La définition de l’attente
L’attente est un substantif féminin issu du verbe attendre ; elle signifie également la confiance et l’espoir. [1] Ce terme est aussi utilisé pour parler d’une personne que l’on attend, et, dans le christianisme, il évoque le retour du Messie. [2] « Jésus-Christ que les deux Testaments regardent : l’ancien comme attente, le nouveau comme son modèle, tous les deux comme leur centre (Pascal) ; ce mot est aussi synonyme d’espérance, utopie, espoir (…). »
[3] Ainsi, l’attente évoque l’espoir de la venue d’une personne qui rétablira un monde idéal où règneront paix et justice, et où tout le monde vivrait dans la félicité. Ainsi, cette personne, que l’on trouve sous diverses appellations dans les différentes religions, est au cœur de l’idée de messianisme. En tant que religion monothéiste, le zoroastrisme la définit comme attente du “Saoshyant”. Avant de traiter cet aspect plus en détail, il est nécessaire de préciser les origines de cette religion.

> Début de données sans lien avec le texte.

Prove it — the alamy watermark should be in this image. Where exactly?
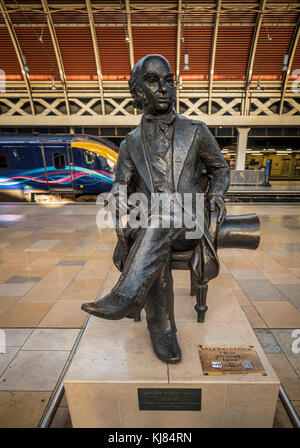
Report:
[96,185,204,239]
[0,329,6,354]
[291,328,300,354]
[292,68,300,93]
[0,69,6,93]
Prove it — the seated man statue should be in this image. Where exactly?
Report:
[82,54,229,363]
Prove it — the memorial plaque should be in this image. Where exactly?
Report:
[138,388,201,411]
[199,345,266,375]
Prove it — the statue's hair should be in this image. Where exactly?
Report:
[128,54,175,110]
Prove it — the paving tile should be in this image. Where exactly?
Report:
[50,406,72,428]
[57,260,87,266]
[267,354,300,400]
[218,249,244,258]
[24,240,59,252]
[0,264,20,281]
[238,279,286,301]
[217,256,254,270]
[38,300,88,328]
[75,268,110,280]
[264,271,300,287]
[252,301,300,328]
[287,268,300,278]
[0,303,51,328]
[0,350,69,391]
[43,266,81,283]
[0,347,20,375]
[0,296,21,316]
[0,391,51,428]
[60,280,103,300]
[231,269,265,280]
[254,328,281,353]
[276,284,300,309]
[22,328,80,351]
[232,289,252,306]
[207,271,241,291]
[0,282,35,297]
[4,328,33,347]
[241,306,267,328]
[273,400,293,428]
[272,328,300,378]
[5,275,42,283]
[19,280,70,303]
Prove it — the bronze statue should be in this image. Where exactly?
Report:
[82,54,244,363]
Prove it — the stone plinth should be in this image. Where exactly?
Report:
[64,288,279,428]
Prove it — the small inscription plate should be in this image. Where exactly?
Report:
[138,388,201,411]
[199,345,266,375]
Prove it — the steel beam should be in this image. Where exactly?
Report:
[0,114,300,128]
[176,0,182,112]
[279,16,300,115]
[125,0,134,70]
[41,0,70,115]
[0,0,35,115]
[243,0,267,115]
[85,0,105,115]
[208,0,222,115]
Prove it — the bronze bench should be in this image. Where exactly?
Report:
[135,213,260,322]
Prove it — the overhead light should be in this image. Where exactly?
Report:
[51,78,56,90]
[179,76,183,90]
[256,76,261,90]
[23,54,30,73]
[281,54,289,72]
[183,53,190,71]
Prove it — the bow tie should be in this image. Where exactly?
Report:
[144,111,176,126]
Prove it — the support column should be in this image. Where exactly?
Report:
[235,128,251,170]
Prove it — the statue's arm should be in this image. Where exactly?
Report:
[198,122,230,222]
[110,140,133,271]
[111,140,133,217]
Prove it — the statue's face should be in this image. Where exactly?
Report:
[139,57,175,115]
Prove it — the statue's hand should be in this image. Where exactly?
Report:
[207,194,226,223]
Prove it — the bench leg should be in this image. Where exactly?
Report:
[190,269,197,296]
[195,283,208,322]
[133,310,141,322]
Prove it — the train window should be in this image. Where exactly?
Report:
[53,152,66,170]
[0,154,8,168]
[84,151,94,165]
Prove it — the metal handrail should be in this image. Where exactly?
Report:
[38,316,91,428]
[279,384,300,428]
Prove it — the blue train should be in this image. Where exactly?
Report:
[0,134,118,201]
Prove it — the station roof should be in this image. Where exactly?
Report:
[0,0,300,90]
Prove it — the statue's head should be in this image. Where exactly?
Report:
[129,54,176,115]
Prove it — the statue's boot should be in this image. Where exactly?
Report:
[81,291,141,320]
[144,256,181,364]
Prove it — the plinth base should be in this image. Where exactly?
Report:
[64,288,279,428]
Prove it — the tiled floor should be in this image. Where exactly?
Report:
[0,204,300,427]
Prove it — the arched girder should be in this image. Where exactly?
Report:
[0,0,35,115]
[41,0,70,115]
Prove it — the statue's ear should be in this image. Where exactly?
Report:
[135,87,147,109]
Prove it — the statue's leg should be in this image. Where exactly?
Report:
[144,258,181,364]
[81,227,174,320]
[195,283,208,322]
[190,269,197,296]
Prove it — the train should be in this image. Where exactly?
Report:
[0,134,118,202]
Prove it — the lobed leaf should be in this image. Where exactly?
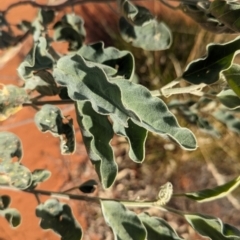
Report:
[111,116,147,163]
[181,176,240,203]
[0,208,21,227]
[138,213,182,240]
[0,132,23,161]
[53,54,137,126]
[78,179,98,193]
[184,214,240,240]
[24,70,60,96]
[36,199,82,240]
[101,200,147,240]
[114,80,196,150]
[17,37,54,81]
[0,195,11,210]
[30,169,51,188]
[0,84,28,121]
[0,161,32,189]
[182,37,240,84]
[117,0,154,26]
[223,64,240,97]
[75,101,117,188]
[34,104,75,154]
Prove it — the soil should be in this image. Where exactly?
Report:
[0,0,240,240]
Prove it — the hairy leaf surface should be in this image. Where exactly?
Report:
[75,101,117,188]
[101,200,147,240]
[0,84,28,121]
[182,37,240,84]
[34,104,75,154]
[0,132,23,161]
[36,199,82,240]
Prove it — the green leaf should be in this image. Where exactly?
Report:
[36,199,82,240]
[76,101,117,188]
[114,80,196,150]
[184,176,240,203]
[223,64,240,97]
[54,14,86,50]
[182,37,240,84]
[54,54,196,150]
[101,200,147,240]
[217,89,240,109]
[31,169,51,188]
[0,195,11,210]
[78,42,135,79]
[17,37,54,80]
[38,9,55,26]
[213,110,240,134]
[0,208,21,227]
[34,104,75,154]
[209,0,240,33]
[119,17,172,51]
[24,70,59,96]
[111,117,147,163]
[0,132,23,162]
[184,214,240,240]
[138,213,182,240]
[0,161,32,189]
[53,54,137,126]
[0,84,28,121]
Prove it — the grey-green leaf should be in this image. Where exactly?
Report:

Le zoroastrisme : la religion de l’ancienne Perse
Le mazdéisme, qui est par définition la religion d’Ahourâ Mazdâ [4] “le Seigneur Sage”, est la religion traditionnelle de l’ancienne Perse issue d’une révolution voulue par son fondateur, Zoroastre. [5] Étant donné que les anciens Perses ont reçu cette religion de ce prophète, nous appelons le mazdéisme, le zoroastrisme, qui est l’un des premiers monothéistes du monde. Il promet aussi pour la première fois dans l’Histoire humaine, l’éternité de l’âme sous réserve du jugement dernier.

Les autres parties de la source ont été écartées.